"Swimming Free"
by Geoffrey Fraser Dutton
Reading history and reviews
Finished on 28th April 2017
Dutton's book - part guide, part account and part celebration of his adventures exploring rivers, lakes and seas - is something of a historical oddity, long out of print (my copy is from 1971) and predating the more recent revival in outdoor swimming which is commonly associated with Roger Deakin's 1996 book Waterlog.
However while both celebrate the joys of swimming outdoors, in many respects the nature of those joys seem very different. Deakin's book is an account of a specific year spent swimming around Britain: almost a travelogue, in it his swimming becomes the medium though which he engages with and becomes a part of the nature, geography, people and history that he finds along the way.

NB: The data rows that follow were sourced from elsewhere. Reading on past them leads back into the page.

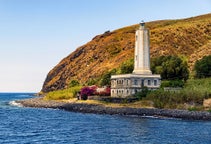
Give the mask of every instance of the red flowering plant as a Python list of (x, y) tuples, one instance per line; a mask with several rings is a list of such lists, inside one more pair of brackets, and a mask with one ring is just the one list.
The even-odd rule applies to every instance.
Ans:
[(103, 91), (99, 91), (98, 95), (100, 95), (100, 96), (110, 96), (111, 95), (111, 88), (107, 87)]
[(94, 95), (96, 92), (97, 87), (96, 86), (91, 86), (91, 87), (83, 87), (81, 89), (81, 99), (87, 100), (88, 96)]

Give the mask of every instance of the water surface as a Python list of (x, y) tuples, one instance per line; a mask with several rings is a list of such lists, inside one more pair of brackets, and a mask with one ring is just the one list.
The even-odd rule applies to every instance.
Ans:
[(11, 105), (11, 101), (30, 97), (0, 93), (1, 144), (211, 143), (210, 121), (83, 114)]

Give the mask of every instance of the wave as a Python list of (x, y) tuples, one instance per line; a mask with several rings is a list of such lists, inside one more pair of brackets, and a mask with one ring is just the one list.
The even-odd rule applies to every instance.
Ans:
[(11, 106), (16, 106), (16, 107), (23, 107), (23, 105), (21, 103), (18, 103), (16, 101), (10, 101), (9, 105)]

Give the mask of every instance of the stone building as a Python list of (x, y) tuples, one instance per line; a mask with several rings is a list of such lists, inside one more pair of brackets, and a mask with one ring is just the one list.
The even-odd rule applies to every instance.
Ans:
[(144, 22), (136, 30), (135, 40), (133, 73), (111, 76), (111, 97), (132, 96), (143, 87), (150, 90), (160, 87), (160, 75), (152, 74), (150, 70), (149, 30), (145, 28)]

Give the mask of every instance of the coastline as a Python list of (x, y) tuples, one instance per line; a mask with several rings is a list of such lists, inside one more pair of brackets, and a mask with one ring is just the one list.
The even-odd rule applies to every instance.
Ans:
[(155, 116), (167, 118), (179, 118), (186, 120), (209, 120), (211, 113), (206, 111), (188, 111), (177, 109), (157, 109), (157, 108), (131, 108), (131, 107), (110, 107), (102, 104), (88, 104), (77, 102), (62, 102), (53, 100), (43, 100), (42, 98), (32, 98), (17, 100), (17, 103), (24, 107), (53, 108), (72, 112), (109, 114), (109, 115), (136, 115)]

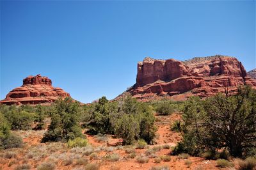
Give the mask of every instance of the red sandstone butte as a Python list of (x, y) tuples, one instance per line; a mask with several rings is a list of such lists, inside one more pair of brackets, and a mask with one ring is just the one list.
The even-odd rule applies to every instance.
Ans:
[(223, 87), (234, 92), (240, 85), (254, 88), (256, 80), (248, 77), (242, 63), (233, 57), (217, 55), (184, 61), (145, 58), (138, 63), (136, 83), (127, 92), (142, 100), (159, 97), (179, 100), (212, 96), (223, 92)]
[(0, 104), (38, 104), (53, 102), (60, 98), (70, 97), (69, 93), (60, 88), (52, 86), (52, 81), (38, 74), (23, 79), (23, 85), (16, 88), (7, 94)]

For Dutton however the adventures at times feel more like a kind of escape, both from the land and from the land-bound nature of human beings. Equipped with snorkel, fins and occasionally (in very cold water) a wetsuit, he is fascinated by the spirit of the different kinds of water that he swims in. Not content with mere "surface swimming", he dives down to lake, river and seabeds and describes the underwater flora and fauna he encounters, and revels in the currents and flows. He seems less interested in the specific location or history of the places he visits (a focus on generality perhaps reflecting an intention for the book to be in part "how-to" guide), and at times there is almost an atavistic delight in the pure physicality of being in the water, as well as a sense of how alien the underwater world can be.
I think something that both Dutton and Deakin shared though was the idea that these experiences should be accessible and available to all. For Deakin maybe it was psychological freedom - the idea that all you needed to do was go to a place, get in the water, and start swimming. For Dutton, writing in a different era, it was more about more specific and personal physical freedoms: a mask to enable you to see underwater, a snorkel to enable easier breathing, fins to enable speedy and effortless swimming, and a wetsuit to enable you to stay warm.
The flyleaf of my copy includes the quote that the book "... is likely to become the classical introduction to an open-air recreation whose immense possibilities are just beginning to be realised." In the event it wasn't to be - I only became aware of Dutton's book from a picture of its cover in Susie Parr's The Story of Swimming - however all this time later, it offers a fascinating and personal perspective on "wild swimming" which is markedly different in character from that which we think of today.